Olympic backstroking legend John Monckton dies aged 79

Armidale’s first Olympian, the legendary Australian backstroke swimmer John Monckton, has died peacefully at his Fisherman's Reach home (near Stuart’s Point) on the NSW North Coast, aged 79.
 
Monckton, who was married to fellow Melbourne Olympic swimmer, butterflyer, Maureen Giles, passed away peacefully in the early hours of this morning after a long illness.
 
A dual Olympian, Monckton won silver in the 100m backstroke at the 1956 Melbourne Games, before representing Australia again in Rome in 1960.
 
In between the boy from the bush, an apprentice carpenter, won double gold in the 110 yards backstroke and 4x110 yards medley relay at the 1958 Commonwealth Games in Cardiff.
 
Monckton was a celebrated member of the St George Water Dragons Swimming Cub and was inducted into the Sport Australia Hall of Fame in 1999 and was also a member of the NSW Sporting Hall of Fame and the pool in Armidale is named in his honour – built just a stone’s throw from the family home.
 
At the Australian team camp in Townsville before the Melbourne Games, “big John” became the first person to swim the 400m backstroke in under five minutes.
 
Although it was not a regularly contested event at international level, it was a promising sign for the Olympics. He also set world records in the 110yds and 220yds freestyle events.

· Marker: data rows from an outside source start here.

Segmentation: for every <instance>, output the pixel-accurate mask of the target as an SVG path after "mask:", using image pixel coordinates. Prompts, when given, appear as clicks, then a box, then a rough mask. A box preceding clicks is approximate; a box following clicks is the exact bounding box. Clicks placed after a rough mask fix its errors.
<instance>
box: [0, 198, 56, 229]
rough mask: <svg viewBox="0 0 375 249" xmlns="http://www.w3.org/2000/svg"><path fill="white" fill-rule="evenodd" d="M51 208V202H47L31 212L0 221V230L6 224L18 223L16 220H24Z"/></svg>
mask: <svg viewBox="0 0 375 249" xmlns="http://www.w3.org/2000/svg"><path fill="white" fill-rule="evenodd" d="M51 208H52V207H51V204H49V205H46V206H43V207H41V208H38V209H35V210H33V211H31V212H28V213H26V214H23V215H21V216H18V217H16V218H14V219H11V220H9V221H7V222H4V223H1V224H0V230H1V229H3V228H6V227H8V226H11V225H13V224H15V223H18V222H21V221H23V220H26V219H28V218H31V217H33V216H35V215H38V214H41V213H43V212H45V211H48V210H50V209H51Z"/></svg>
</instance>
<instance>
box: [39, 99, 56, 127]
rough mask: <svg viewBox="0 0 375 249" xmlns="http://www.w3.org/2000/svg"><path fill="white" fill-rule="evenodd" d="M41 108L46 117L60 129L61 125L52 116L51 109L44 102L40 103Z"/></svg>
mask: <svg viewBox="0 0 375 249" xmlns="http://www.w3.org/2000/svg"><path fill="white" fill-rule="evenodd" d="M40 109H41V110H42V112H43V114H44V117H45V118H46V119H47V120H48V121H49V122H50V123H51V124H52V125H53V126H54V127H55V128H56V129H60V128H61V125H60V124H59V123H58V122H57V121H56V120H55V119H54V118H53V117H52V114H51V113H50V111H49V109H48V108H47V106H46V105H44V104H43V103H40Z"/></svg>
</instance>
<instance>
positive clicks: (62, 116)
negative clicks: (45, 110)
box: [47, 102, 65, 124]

At the 1956 Games, the Australians, David Theile and Monckton were up against some daunting international talent, but the Australians bettered the Olympic record in both their heats and semi-finals. In the final, Monckton won silver behind Queensland’s Theile.

Before the 1960 Rome Games, Monckton was seen as a gold medal prospect, even though Theile was the defending champion. Monckton held the world record of 61.5 seconds.

Monckton led the qualifying in the heats and semi-finals. However, in the final, he misjudged the turn and broke a finger as he smashed into the wall, finishing seventh with Theile successfully defending his title. Monckton continued competing in the hope of reaching a third Olympics in 1964, but retired in the lead up to the Games.

He lived by the saying "Never give in" but post his swimming career his water battles were far from over with an authorised biography on the lives of John and Maureen Monckton (by Michael Brennan) nominated for the 2012 Don Grant Award with the Australian Institute of Genealogical Studies.
 
After swimming the Moncktons went on to embark on a decade-long fight against the NSW State Government’s wetland conservation policy of the 1990s from their home of Nambucca Heads.
 
 “The more I got to know John and Maureen, the more I realised what a great human interest story theirs was,” said Brennan.
 
“He [John] was born and bred around swimming in Armidale, while Maureen fought against childhood polio to get into the Olympic squad. I brought together all these different threads to create the book about the unique fabric of their lives.”
 
Self-published, the book captures the Olympic successes and agonies of political battles. Monckton is hailed as Armidale’s most coveted Olympian.
 
Details of the funeral service will be announced over the next 24 hours.